We thank the reviewer for the feedback on our paper. We address the reviewer concerns:
Q:
"On line 156 of the paper, perplexity reaches 1.9, but the significance of this value is not explained—e.g., no comparison with other methods."
A: The perplexity of 1.9 on line 156 indicates that our model is highly confident and accurate in predicting the next token in the workflow sequence, reflecting a strong understanding of the workflow structure and syntax. Which is an indication that the SFT stage is finalized and the optimization can be switched to the GRPO stage. We explored the option of optimizing the RL agent without the initial SFT stage in our ablation(section 4.2). We found this stage to be crucial due to the highly structured nature of the generated patterns, which necessitates its use as a prior.
Q:
"The third contribution of the paper: "We integrate GRPO with per-token reward attribution for stable and memory-efficient policy optimization." seems relatively weak. The paper achieves higher batch sizes and faster training speeds by compressing JSON format, which appears to be an optimization of dataset processing rather than a methodological contribution."
A: We respectfully clarify that while compressing the JSON format to our "encoded" format is an engineering optimization for efficiency, the "integration of GRPO with per-token reward attribution for stable and memory-efficient policy optimization" is indeed a methodological contribution. This approach was crucial for effectively applying GRPO to a sequential generation task like workflow design, where rewards need to be attributed to specific actions (tokens) within a long sequence. It addresses the challenges of credit assignment in complex, structured output generation, which goes beyond simple dataset processing.
Q:
"The paper mentions "flow," but could provide more examples—such as its format and components—for clarity."
A: We acknowledge that providing more detailed examples of flow formats and components could enhance clarity. We will add examples of workflows in the supplementary material of the final version.
Q:
"One issue is that BERT learns a reward model for prompt-flow pairs, but the scores are assigned to generated images. A key question is whether higher scores for prompt-flow pairs (without image generation) equate to improved image quality. This point is not well demonstrated in the paper. Particularly in the Geneval evaluation, FlowRL performs worse than ComfyGen in counting, colors, and position."
A: The surrogate reward model (BERT-based) is trained to predict generated image quality scores directly from prompt-workflow pairs without generating an image. Specifically, these scores are derived by generating images and scoring them with off-the-shelf human preference predictors (e.g., Pickscore[1], HPS[2], ImageReward[3]) which have been shown (in their own published papers) to correlate strongly with human preference. Our experiments also use such models to validate the quality of our final outputs, and this is further verified with a user study. These experiments demonstrate that optimizing with the learned reward model indeed leads to improved image quality. The GenEval metric, which focuses on prompt-following, does not measure image quality and may not fully capture these qualitative improvements.
Q:
"The terms p_SFT and p_GPRO in Equation (5) are not defined in the paper."

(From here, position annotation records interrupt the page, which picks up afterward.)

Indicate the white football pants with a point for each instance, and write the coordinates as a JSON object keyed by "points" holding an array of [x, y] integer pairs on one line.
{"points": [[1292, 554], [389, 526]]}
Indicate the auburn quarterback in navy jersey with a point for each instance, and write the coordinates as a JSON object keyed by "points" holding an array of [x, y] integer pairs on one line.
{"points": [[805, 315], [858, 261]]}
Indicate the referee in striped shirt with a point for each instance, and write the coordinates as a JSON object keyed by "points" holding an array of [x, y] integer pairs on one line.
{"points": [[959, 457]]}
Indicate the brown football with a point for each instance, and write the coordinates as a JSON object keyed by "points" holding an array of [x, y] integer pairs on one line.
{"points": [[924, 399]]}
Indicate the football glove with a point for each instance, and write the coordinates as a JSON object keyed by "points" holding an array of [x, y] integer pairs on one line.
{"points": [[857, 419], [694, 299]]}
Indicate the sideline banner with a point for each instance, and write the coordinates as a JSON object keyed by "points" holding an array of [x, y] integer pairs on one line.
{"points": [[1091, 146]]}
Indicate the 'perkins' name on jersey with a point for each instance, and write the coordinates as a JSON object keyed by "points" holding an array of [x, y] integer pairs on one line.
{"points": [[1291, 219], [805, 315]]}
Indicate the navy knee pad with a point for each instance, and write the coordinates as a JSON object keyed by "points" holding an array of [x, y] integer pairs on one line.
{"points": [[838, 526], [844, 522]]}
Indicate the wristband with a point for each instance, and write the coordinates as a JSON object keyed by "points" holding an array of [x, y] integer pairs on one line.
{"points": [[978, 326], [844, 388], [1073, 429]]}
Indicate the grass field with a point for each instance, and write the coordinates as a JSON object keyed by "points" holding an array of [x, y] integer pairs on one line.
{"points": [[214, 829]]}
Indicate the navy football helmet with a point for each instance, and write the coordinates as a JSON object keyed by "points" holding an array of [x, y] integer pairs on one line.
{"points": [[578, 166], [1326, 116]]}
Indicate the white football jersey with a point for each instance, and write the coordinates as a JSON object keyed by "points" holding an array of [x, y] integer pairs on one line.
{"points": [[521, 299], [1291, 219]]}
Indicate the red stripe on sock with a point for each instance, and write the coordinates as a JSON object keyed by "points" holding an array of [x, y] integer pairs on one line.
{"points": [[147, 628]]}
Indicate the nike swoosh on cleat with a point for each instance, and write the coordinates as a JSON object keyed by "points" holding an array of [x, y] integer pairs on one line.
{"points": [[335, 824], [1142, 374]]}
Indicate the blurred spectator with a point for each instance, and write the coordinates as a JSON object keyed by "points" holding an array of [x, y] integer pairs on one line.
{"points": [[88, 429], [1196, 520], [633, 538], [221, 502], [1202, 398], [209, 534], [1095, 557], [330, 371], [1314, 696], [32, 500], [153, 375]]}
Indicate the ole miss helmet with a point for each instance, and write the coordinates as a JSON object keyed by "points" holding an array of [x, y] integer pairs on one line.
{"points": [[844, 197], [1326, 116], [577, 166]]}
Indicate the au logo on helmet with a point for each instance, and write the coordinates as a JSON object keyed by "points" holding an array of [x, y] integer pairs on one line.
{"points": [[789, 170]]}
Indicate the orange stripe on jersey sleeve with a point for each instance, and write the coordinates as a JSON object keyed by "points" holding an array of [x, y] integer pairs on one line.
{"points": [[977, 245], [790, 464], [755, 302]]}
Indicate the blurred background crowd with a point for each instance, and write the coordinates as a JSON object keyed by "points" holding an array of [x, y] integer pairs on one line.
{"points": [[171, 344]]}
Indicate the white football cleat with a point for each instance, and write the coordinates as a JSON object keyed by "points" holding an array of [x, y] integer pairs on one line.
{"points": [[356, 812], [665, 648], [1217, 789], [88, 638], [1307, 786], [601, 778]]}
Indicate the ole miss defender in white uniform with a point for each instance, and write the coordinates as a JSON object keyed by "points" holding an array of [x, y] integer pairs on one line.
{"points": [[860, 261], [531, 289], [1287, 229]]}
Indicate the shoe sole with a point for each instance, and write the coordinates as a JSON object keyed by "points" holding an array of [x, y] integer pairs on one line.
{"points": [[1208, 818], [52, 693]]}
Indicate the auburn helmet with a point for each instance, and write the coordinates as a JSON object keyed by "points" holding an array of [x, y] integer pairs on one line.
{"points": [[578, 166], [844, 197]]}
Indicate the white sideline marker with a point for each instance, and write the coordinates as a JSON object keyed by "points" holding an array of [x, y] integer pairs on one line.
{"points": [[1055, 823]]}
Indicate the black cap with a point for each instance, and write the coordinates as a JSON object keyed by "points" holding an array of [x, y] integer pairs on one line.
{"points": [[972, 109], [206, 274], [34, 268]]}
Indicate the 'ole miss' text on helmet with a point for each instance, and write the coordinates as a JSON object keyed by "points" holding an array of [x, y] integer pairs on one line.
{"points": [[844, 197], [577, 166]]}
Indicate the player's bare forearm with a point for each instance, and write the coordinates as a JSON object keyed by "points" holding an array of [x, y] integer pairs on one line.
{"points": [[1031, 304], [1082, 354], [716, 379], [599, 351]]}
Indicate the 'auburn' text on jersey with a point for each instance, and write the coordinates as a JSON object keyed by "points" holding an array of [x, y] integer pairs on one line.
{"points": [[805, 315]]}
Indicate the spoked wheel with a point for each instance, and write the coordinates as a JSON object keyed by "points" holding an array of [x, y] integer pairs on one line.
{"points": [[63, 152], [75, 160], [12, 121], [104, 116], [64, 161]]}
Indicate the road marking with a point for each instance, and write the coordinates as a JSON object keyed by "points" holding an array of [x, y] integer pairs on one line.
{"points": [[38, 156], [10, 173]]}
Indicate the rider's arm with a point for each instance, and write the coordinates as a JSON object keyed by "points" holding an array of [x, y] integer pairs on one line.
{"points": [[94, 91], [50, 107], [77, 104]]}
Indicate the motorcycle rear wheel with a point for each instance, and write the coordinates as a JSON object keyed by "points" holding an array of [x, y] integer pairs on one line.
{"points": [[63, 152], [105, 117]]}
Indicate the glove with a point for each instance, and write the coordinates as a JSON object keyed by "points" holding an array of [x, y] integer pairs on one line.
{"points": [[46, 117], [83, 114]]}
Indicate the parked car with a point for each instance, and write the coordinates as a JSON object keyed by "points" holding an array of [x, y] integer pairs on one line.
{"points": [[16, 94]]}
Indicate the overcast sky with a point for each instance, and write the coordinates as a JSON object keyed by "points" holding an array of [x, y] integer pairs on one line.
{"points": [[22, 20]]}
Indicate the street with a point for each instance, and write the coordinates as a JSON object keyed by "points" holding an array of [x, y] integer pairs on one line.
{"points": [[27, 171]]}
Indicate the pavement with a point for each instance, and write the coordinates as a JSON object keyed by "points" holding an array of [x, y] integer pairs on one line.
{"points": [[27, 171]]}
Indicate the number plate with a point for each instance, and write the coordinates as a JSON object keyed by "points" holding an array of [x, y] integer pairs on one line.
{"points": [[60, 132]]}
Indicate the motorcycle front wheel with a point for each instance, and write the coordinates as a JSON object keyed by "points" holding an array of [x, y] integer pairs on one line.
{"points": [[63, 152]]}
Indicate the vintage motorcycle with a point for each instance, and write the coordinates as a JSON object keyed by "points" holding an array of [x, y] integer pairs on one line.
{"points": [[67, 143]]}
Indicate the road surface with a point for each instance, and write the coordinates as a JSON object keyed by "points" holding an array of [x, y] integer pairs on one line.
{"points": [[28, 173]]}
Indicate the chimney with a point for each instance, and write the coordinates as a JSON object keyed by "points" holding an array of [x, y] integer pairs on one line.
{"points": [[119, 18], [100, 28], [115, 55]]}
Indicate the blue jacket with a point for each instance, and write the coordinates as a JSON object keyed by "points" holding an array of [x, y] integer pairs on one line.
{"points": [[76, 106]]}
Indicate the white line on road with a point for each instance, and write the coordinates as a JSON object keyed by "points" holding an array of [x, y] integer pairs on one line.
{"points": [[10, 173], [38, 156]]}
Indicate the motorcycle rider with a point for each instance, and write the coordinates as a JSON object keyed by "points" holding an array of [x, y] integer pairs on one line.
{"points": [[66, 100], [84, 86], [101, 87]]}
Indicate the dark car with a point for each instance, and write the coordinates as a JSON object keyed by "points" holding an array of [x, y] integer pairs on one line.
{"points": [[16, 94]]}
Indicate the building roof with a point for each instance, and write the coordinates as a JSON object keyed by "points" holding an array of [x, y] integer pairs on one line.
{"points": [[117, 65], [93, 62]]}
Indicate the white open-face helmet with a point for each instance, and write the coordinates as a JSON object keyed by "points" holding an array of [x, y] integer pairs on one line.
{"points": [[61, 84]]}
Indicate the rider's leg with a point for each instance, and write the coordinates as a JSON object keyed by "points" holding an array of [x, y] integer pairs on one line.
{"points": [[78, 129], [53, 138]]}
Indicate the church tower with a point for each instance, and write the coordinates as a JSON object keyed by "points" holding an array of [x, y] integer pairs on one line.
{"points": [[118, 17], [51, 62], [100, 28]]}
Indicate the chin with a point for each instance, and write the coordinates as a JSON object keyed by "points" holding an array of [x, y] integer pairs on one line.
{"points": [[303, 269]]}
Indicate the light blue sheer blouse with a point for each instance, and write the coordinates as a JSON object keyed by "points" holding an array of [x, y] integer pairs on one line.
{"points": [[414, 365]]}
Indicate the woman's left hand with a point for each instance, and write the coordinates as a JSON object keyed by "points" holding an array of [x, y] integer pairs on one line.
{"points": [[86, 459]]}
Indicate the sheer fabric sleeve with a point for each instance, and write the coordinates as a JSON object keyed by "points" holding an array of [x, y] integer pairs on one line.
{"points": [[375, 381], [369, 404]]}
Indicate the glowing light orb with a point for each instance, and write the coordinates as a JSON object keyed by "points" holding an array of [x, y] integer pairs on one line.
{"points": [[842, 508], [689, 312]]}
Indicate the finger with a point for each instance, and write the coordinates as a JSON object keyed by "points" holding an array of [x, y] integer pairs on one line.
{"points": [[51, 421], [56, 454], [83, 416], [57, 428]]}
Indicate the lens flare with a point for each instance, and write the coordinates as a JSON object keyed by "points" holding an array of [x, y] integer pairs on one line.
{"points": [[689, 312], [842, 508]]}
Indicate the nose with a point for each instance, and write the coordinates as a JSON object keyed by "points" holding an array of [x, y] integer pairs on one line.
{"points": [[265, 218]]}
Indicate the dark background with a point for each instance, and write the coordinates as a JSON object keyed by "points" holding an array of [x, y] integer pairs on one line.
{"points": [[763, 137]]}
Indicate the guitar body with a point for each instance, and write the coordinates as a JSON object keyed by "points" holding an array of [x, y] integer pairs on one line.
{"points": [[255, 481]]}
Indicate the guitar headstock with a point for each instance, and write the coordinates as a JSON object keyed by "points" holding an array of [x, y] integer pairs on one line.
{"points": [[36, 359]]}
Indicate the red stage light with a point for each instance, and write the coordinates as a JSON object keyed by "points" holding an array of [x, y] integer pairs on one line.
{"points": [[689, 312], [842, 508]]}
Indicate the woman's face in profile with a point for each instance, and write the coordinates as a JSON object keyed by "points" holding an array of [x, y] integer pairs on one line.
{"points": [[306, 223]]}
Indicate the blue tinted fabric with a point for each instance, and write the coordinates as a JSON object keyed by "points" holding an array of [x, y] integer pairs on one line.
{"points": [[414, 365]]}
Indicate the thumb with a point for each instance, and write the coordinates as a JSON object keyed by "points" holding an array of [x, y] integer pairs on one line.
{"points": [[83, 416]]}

A: We apologize for this oversight. In Equation (5), refers to the policy learned during the Supervised Fine-Tuning (SFT) stage, and refers to the policy optimized using Group Relative Policy Optimization (GRPO). We will ensure these terms are clearly defined in the main text of the final version.
Q:
"The methodology primarily applies GRPO for reinforcement learning training of LLMs, introducing some training tricks (e.g., optimizing dataset format, per-token reward). However, these are largely engineering solutions for GRPO training. The main contribution—applying GRPO to T2I workflows—seems somewhat limited. To elevate the paper’s quality, more innovative elements should be incorporated."
A: While GRPO is an existing algorithm, its application to the sequential generation of structured ComfyUI workflows is non-trivial. As our experiments demonstrated, our approach relies on components such as improved reward attribution and a surrogate reward ensamble design, which together represent a methodological advancement for a new, challenging problem space. Moreover, the use of GRPO allows us to bypass fundamental limitations (diversity) of the best performing methods in this problem space, representing not only a quantitative improvement, but a push for a better training approach.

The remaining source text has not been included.